In view of the obvious potential of B. thuringiensis var israelensis as a biological control agent it is important to emphasize that although toxic effects resulted from inoculation of the alkali-soluble israelensis δ-endotoxin into mice, the same preparations produced no observable ill effects when administered orally. This important observation is verified by the absence of in vivo toxicity of this variety in oral tests with a large number of non-target animals, in which only groups very closely related to mosquitos (e.g. chironomids) were affected (Burges, 1982). The native crystal ő-endotoxin and spores have also been injected parenterally into many test animal species without effect. It would be of value to examine the effect of parenteral application of the soluble toxin of more strains on a range of animal species.

The broad spectrum of toxicity shown by the israelensis toxin clearly distinguishes it from the kurstaki toxin and suggests that the molecular mechanisms of the two toxins in Lepidoptera and Diptera may be quite different. It will now be important to determine to what extent the other B. thuringiensis strains, reported to be pathogenic for Diptera, display the same spectrum of toxicity observed here for var israelensis.

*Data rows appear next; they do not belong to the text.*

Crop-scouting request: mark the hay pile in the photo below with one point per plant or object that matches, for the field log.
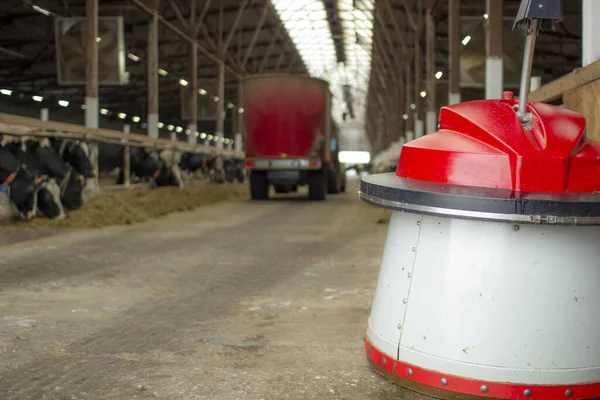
(126, 208)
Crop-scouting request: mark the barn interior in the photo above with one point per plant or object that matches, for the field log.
(155, 274)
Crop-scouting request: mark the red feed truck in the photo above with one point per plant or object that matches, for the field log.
(290, 138)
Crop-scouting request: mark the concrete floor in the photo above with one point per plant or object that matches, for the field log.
(241, 300)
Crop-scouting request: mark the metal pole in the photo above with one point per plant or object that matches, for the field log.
(526, 72)
(193, 94)
(431, 118)
(494, 63)
(126, 159)
(454, 52)
(152, 118)
(91, 86)
(240, 117)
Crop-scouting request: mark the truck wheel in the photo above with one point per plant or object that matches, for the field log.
(282, 188)
(334, 184)
(259, 185)
(317, 185)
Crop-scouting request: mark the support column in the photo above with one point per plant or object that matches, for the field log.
(221, 105)
(239, 134)
(494, 63)
(126, 159)
(91, 86)
(590, 32)
(193, 94)
(419, 125)
(454, 39)
(410, 133)
(431, 118)
(152, 118)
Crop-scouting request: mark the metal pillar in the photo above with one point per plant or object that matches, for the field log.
(91, 86)
(410, 133)
(419, 125)
(126, 159)
(431, 117)
(494, 64)
(239, 134)
(590, 32)
(193, 94)
(152, 118)
(454, 39)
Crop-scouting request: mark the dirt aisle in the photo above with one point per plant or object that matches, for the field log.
(240, 300)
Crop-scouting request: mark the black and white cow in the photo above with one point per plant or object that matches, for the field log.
(26, 192)
(43, 161)
(147, 163)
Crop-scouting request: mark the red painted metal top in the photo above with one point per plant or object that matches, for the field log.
(483, 144)
(285, 116)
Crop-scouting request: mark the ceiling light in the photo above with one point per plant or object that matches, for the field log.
(41, 10)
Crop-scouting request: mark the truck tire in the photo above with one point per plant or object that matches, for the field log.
(317, 185)
(259, 185)
(282, 188)
(334, 183)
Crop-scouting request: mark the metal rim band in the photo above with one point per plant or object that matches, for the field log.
(389, 191)
(448, 386)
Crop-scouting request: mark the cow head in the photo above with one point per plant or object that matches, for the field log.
(47, 159)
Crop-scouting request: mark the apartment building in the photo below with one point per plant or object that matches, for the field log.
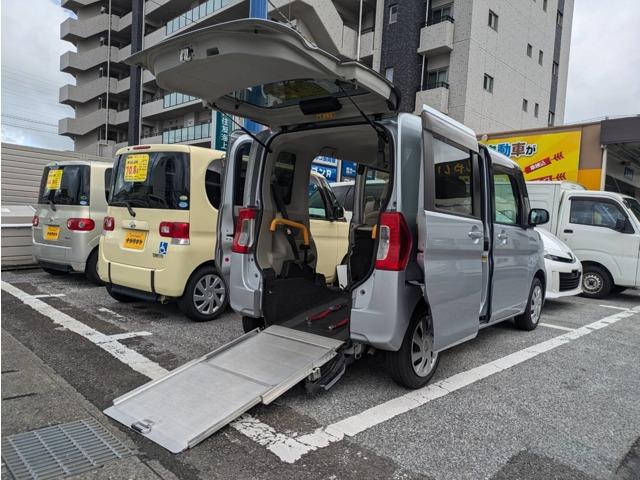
(492, 64)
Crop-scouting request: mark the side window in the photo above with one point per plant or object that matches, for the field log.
(213, 183)
(453, 179)
(107, 183)
(317, 207)
(506, 198)
(595, 213)
(240, 173)
(283, 172)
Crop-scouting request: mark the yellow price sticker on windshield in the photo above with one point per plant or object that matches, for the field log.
(136, 167)
(54, 179)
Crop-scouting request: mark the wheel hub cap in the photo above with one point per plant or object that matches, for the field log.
(423, 358)
(209, 294)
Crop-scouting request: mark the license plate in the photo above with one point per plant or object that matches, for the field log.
(51, 232)
(135, 239)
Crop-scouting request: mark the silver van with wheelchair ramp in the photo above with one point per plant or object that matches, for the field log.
(437, 254)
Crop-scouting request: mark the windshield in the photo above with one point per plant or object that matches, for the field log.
(65, 185)
(151, 180)
(633, 205)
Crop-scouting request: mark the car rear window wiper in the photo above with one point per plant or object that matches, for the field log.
(124, 203)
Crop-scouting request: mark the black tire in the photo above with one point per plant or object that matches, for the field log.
(251, 323)
(120, 297)
(91, 268)
(531, 317)
(596, 282)
(196, 303)
(53, 271)
(401, 364)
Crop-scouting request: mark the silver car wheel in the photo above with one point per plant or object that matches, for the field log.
(592, 283)
(209, 294)
(536, 304)
(423, 358)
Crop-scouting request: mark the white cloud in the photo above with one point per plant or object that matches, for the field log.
(31, 79)
(604, 65)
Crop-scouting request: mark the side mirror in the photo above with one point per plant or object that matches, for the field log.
(538, 216)
(621, 224)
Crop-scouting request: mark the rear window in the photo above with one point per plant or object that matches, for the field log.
(151, 180)
(65, 185)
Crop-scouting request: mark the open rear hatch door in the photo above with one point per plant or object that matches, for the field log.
(267, 72)
(193, 401)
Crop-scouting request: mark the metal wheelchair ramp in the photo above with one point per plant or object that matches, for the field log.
(193, 401)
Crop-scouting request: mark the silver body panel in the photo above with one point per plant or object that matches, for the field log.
(190, 403)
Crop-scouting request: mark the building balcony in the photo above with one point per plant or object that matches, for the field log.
(75, 127)
(71, 62)
(436, 96)
(75, 94)
(437, 38)
(73, 29)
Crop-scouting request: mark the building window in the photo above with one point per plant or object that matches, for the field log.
(393, 14)
(493, 20)
(388, 73)
(488, 83)
(438, 78)
(441, 14)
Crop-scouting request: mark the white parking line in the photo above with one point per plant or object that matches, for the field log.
(130, 357)
(614, 307)
(557, 327)
(291, 448)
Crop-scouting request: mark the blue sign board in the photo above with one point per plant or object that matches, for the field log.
(330, 173)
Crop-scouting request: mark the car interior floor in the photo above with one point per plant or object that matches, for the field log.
(295, 295)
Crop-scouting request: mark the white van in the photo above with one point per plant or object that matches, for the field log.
(437, 256)
(602, 229)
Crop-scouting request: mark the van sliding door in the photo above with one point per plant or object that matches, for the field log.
(451, 231)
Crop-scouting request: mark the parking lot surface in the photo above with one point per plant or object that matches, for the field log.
(560, 402)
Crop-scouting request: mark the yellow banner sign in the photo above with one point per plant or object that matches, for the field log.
(54, 179)
(136, 167)
(549, 156)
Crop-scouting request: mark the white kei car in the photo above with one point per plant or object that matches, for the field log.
(564, 270)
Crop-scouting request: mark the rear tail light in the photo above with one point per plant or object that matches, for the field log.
(109, 223)
(245, 229)
(81, 224)
(394, 242)
(174, 230)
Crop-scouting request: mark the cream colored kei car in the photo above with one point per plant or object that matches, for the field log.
(159, 235)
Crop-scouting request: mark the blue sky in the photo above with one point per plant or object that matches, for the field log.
(604, 69)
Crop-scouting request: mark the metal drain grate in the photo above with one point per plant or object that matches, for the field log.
(61, 450)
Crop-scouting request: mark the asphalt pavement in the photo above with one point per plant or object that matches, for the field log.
(559, 402)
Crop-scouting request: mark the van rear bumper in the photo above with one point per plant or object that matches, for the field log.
(150, 281)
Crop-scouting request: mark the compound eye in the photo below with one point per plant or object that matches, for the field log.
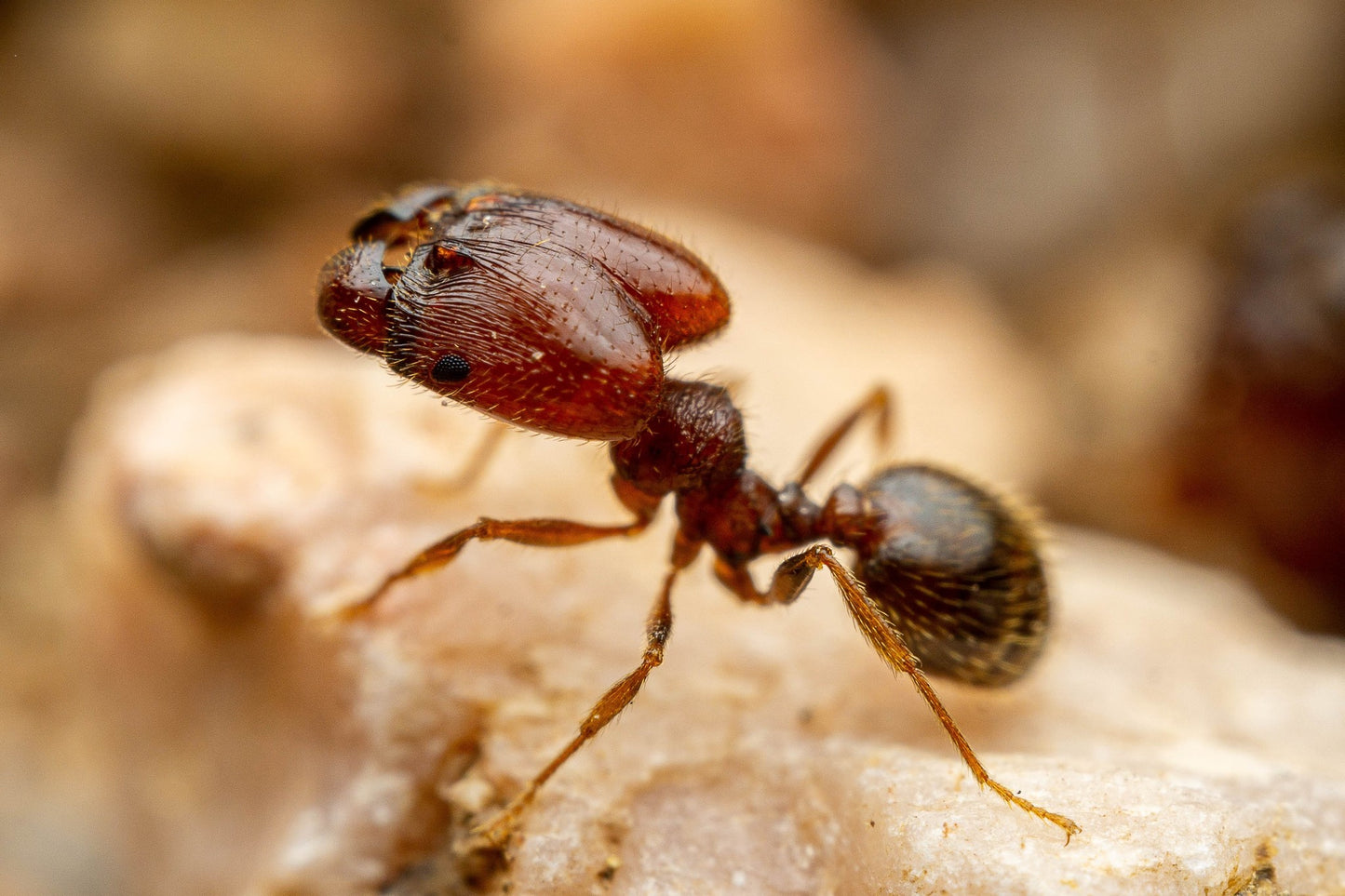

This work was supported by a grant from the Agricultural Research Council. We would like to thank Dr H. D. Burges for his helpful discussion. Also, Mr D. Funnell (Shell Research Limited) for the A. aegypti eggs, Mr B. Gardiner for the P. brassicae larvae, Mr L. Jewitt for his assistance with the figures and Mrs L. Futter and Mrs C. Dean for secretarial assistance.